La novedad es parcial, puesto que la temática matrimonial estaba ya incluida, en cierto modo, en los planes curriculares de algunos estados norteamericanos como parte de los denominados "programas de salud". En esos cursos se tratan habitualmente cuestiones prácticas, como la prevención del SIDA, los primeros auxilios, la nutrición y, también, el presupuesto familiar. Con la denominación "salud" se pretende evitar las controversias que se plantean en la sociedad norteamericana cada vez que surgen propuestas tendientes a profundizar la enseñanza en los temas vinculados con la sexualidad o con los valores éticos más comprometidos.
La educación que ahora se ha empezado a impartir está centrada en el desarrollo de habilidades para la comunicación y en técnicas eficaces para resolver conflictos entre los esposos. Su contenido básico, entonces, es limitado. Las relaciones conyugales requieren, obviamente, comportamientos de adaptación compartidos y acuerdos sobre normas que regulen la vida doméstica y la complementación de la pareja conyugal en la división del trabajo y en la atención de la casa y de los hijos.
Si bien la intención de estas propuestas es loable, la hipótesis de insertarla en los programas de las escuelas argentinas no resulta aconsejable. Por una parte, la aspiración parece prematura. Antes de llegar al matrimonio, los adolescentes necesitan una formación que los ayude a clarificarse en cuestiones básicas de la conducta que no deben necesariamente ser adscriptas al tema del matrimonio, ya que los conflictos son inherentes a la vida social en general. Además, los contenidos curriculares actuales desbordan ya los horarios asignados a las clases. No parece feliz, por lo tanto, la idea de seguir incorporando temáticas con la ilusoria voluntad de mejorar los comportamientos sociales.
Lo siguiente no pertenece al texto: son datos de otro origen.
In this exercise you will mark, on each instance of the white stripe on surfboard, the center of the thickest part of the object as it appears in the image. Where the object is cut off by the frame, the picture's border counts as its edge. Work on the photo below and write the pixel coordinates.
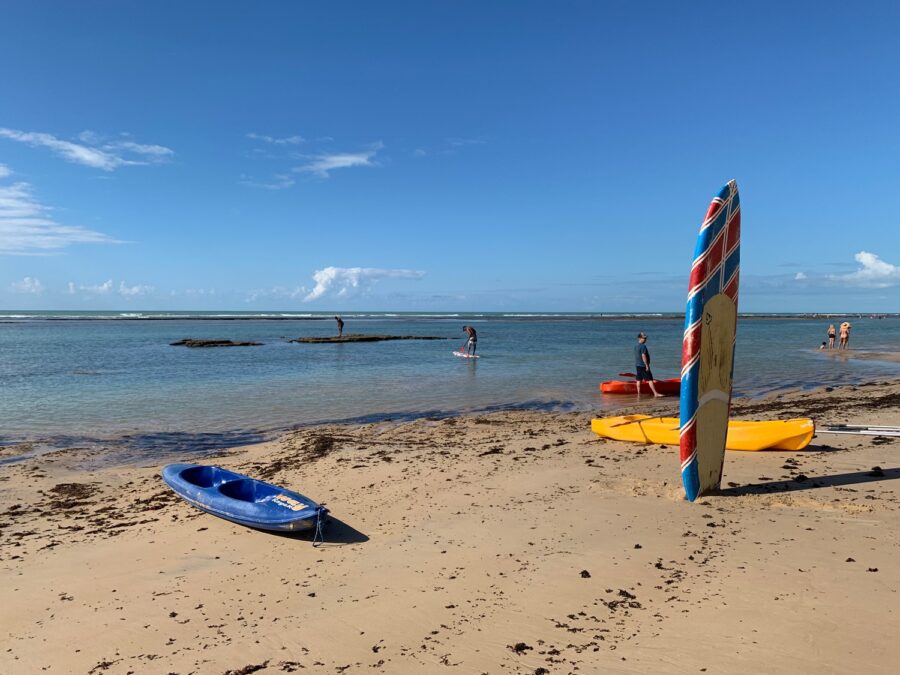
(713, 395)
El buen criterio indica que los temas y problemas aludidos no deberían ser ajenos al desarrollo de los actuales programas de formación ética y ciudadana o de ciencias naturales y sociales. Por lo demás, nunca se insistirá demasiado en que la fuente natural de estos aprendizajes siempre será la familia, que ejerce responsabilidades difíciles de sustituir en la transmisión de los principios humanos y morales básicos.